Mr Reid continued: “And four children die and that’s it? Set fire to this house when you knew it was likely a three-year-old child was asleep in there?
“It is obvious, anyone in there would be very lucky to survive.”
The defendant replied: “Yes, they would have to be lucky to survive.”
At this point trial judge, Mr Justice William Davis, interjected: “Just what kind of luck would they need?”
“I don’t know,” the defendant replied.
Earlier the court heard Bolland and co-accused David Worrall, 25, had been round to Mrs Pearson’s house “kicking off”, when her front door was smashed, at about half past midnight on the night of the fire, the latest attack in a “petty” squabble over £500-worth of damage to Bolland’s car.
Police were called and Bolland told the jury he saw a patrol car outside the house and assumed officers were “taking them into protection”.

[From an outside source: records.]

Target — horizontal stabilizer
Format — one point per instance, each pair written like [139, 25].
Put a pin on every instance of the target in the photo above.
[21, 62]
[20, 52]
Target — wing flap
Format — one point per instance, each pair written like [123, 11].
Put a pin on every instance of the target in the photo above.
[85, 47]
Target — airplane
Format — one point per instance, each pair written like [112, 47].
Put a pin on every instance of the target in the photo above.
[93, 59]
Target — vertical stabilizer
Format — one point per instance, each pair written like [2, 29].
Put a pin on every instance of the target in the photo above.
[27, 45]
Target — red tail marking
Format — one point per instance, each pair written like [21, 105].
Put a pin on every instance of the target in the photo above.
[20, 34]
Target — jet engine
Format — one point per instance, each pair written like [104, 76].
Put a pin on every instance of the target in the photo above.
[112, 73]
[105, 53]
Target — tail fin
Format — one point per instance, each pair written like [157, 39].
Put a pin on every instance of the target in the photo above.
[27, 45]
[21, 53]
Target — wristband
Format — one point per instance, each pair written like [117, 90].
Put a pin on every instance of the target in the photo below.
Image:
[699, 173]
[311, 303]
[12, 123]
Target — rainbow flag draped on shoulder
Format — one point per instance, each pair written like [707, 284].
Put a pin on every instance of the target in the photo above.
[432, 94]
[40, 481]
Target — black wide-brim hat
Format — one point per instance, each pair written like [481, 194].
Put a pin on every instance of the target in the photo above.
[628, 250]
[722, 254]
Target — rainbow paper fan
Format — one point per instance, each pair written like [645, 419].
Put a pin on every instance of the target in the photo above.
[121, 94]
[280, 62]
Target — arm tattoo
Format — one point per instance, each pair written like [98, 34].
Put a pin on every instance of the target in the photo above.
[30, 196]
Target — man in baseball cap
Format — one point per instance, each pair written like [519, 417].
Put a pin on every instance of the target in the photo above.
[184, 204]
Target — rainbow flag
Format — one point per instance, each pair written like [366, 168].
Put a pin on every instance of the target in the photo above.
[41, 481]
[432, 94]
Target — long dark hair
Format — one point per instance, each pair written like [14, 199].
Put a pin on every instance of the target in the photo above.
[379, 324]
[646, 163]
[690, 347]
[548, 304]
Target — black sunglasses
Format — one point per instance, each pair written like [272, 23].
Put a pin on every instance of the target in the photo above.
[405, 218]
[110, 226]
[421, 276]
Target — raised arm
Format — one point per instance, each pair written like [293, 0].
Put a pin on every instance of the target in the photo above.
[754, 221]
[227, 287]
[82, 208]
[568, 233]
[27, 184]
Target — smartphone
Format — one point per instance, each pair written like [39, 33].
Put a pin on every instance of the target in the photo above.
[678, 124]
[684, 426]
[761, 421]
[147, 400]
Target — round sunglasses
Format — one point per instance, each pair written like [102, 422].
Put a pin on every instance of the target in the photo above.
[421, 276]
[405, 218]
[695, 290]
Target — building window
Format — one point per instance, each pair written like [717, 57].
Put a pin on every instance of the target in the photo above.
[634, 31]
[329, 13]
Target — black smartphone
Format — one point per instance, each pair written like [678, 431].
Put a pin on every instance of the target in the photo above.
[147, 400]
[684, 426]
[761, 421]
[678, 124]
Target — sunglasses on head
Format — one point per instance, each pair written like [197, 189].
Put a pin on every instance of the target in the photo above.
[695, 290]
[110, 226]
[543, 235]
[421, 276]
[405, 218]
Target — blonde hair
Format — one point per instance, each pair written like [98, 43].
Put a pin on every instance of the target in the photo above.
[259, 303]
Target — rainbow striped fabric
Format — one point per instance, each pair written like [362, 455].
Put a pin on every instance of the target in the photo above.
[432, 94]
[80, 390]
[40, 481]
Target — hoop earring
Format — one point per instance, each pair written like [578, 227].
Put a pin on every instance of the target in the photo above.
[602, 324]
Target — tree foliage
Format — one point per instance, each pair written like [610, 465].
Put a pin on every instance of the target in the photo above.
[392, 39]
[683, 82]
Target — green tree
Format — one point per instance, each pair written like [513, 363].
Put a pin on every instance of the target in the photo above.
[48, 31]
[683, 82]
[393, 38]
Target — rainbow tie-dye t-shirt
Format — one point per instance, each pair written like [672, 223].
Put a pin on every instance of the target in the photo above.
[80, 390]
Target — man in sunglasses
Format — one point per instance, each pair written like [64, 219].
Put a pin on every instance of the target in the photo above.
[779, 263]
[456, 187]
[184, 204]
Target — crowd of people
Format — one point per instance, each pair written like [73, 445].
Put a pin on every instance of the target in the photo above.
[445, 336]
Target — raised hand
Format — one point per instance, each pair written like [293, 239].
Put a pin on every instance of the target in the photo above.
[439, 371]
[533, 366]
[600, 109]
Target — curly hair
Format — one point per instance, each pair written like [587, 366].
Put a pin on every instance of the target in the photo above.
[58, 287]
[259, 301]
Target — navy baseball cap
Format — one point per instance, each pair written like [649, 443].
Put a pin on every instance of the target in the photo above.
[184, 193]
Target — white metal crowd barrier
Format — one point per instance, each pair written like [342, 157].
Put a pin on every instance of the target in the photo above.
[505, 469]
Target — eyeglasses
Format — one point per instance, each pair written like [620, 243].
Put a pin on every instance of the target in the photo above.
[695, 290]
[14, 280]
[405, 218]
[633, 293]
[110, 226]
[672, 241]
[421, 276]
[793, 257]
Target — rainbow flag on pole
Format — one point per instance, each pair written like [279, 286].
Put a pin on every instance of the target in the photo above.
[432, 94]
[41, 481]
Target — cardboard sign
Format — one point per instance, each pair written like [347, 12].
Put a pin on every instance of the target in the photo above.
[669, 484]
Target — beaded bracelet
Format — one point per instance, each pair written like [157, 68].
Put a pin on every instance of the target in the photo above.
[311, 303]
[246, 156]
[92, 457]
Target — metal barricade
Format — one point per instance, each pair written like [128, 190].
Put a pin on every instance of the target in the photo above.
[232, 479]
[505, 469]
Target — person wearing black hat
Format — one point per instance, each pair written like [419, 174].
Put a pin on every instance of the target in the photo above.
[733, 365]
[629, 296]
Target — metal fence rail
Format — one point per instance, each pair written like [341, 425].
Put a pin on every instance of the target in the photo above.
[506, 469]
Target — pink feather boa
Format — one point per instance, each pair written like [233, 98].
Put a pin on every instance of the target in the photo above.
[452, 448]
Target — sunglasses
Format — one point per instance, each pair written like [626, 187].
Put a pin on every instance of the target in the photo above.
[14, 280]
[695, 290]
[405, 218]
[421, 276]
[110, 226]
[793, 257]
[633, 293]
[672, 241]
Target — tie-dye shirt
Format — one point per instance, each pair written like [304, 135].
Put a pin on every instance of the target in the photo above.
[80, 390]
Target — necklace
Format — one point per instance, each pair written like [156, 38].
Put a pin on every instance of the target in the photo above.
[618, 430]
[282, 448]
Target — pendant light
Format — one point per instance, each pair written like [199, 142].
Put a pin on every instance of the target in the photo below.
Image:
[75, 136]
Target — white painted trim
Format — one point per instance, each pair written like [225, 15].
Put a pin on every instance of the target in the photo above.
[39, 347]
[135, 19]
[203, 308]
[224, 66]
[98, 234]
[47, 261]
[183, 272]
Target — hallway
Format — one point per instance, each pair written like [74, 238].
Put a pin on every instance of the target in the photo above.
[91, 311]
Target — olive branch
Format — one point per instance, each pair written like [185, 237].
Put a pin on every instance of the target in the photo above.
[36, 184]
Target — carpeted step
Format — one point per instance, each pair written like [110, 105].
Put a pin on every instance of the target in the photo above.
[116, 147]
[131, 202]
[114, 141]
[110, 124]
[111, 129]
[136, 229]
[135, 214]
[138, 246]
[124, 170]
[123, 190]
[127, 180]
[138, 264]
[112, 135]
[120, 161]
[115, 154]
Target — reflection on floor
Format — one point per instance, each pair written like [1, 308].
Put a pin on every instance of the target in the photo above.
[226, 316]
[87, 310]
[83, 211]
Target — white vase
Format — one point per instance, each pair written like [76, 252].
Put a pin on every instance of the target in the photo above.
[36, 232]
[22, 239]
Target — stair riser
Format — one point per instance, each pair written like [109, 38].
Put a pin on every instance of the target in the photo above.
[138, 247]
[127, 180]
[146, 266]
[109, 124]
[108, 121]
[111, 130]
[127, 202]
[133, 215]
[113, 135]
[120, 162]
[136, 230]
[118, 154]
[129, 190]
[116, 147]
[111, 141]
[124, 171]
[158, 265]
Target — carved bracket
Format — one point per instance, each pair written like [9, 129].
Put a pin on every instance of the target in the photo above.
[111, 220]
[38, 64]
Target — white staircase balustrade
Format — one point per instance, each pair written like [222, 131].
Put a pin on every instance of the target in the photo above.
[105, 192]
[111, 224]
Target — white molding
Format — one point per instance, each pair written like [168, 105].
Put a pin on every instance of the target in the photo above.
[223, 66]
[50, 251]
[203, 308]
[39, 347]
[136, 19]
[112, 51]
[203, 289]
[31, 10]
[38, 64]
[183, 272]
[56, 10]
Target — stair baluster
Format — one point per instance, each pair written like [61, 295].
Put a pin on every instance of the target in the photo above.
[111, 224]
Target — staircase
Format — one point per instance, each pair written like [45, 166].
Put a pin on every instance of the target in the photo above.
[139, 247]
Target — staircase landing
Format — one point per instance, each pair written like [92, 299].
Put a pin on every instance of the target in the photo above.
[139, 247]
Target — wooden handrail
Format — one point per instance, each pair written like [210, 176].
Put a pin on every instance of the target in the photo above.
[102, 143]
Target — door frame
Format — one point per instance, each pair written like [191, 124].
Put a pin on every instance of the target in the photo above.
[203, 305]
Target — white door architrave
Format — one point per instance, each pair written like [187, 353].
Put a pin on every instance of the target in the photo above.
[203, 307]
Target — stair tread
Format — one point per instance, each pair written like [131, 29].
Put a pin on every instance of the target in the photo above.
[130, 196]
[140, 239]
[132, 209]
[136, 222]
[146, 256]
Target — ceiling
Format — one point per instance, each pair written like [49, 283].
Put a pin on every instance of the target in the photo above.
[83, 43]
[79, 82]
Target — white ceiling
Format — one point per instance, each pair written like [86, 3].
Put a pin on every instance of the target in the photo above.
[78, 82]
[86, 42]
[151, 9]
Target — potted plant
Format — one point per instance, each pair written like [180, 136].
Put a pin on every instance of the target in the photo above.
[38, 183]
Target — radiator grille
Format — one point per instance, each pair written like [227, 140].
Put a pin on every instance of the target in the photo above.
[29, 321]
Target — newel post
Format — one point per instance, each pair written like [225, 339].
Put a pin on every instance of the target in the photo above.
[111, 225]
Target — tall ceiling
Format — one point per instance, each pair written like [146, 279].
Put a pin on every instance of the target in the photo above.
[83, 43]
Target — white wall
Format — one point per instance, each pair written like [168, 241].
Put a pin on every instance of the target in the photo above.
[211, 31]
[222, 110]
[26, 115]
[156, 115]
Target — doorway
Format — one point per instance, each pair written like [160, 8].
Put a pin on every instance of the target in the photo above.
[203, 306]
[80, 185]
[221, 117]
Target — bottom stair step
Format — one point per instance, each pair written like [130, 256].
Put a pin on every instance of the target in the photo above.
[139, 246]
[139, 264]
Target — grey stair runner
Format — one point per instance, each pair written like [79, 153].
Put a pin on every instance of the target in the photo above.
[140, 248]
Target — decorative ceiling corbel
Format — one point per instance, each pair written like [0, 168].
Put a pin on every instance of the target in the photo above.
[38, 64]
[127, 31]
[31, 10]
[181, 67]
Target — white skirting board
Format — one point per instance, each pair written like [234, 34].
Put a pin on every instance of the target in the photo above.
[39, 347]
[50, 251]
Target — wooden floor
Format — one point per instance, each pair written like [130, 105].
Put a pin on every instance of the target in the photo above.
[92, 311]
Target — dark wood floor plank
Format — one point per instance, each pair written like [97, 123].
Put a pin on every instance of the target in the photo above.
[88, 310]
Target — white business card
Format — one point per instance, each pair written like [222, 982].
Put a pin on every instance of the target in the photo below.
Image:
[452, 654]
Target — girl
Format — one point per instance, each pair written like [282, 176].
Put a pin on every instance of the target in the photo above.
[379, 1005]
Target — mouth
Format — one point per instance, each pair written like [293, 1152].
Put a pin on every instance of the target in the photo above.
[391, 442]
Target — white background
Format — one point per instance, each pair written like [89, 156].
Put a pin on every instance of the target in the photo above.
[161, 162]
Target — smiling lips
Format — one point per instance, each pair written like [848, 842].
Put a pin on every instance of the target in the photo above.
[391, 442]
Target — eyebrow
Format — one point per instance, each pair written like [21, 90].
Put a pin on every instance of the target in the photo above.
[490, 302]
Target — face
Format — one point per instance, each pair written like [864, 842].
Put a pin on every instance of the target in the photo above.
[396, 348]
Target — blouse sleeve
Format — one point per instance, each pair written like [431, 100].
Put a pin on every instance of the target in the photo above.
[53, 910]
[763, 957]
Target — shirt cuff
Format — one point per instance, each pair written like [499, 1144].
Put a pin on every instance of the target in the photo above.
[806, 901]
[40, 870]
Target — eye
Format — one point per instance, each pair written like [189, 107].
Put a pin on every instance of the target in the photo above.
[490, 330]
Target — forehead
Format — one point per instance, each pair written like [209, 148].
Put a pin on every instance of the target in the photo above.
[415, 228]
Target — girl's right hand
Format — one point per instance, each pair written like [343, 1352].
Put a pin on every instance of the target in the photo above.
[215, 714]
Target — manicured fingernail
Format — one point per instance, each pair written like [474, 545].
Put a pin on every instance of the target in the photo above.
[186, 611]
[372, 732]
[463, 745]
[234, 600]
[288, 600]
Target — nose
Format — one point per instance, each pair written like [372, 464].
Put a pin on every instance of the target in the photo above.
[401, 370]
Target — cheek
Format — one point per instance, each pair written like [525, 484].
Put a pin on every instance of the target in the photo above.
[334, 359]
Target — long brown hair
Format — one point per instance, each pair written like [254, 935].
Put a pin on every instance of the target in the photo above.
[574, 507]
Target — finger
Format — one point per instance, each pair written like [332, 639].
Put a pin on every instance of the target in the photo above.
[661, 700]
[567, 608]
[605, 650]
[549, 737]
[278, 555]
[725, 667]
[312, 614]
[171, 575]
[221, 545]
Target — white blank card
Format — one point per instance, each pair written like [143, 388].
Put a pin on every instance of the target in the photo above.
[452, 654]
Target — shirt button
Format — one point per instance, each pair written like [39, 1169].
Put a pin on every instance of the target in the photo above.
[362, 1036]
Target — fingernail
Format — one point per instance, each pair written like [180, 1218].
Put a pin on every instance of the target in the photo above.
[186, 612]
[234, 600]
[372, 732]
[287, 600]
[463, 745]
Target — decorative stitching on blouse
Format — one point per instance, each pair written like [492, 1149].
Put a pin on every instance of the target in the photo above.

About four hours later, at just before 5am, he returned with Worrall, armed with two petrol bombs, removed a fence panel from the back garden, smashed the kitchen window and the two lit bombs were thrown into the hosue.
Mr Reid continued: “It is just a nonsense this account that you thought they were in protection. Just a lie to escape the consequences of your actions.”
Bolland replied: “It’s true.”
He told the jury the firebombing was a “spur of the moment” idea, while high on drink and drugs and in response to an earlier arson attack on his own home and car by Mrs Pearson’s sons and their friends.
But Mr Reid said: “There was no earlier incident. It is something you have made up. There is no record of you reporting a fire at home because it did not happen.”
The defendant replied: “It did happen.”
Bolland, his girlfriend Courtney Brierley, 20, and father-of-one Worrall, all deny four counts of murder and three counts of attempted murder.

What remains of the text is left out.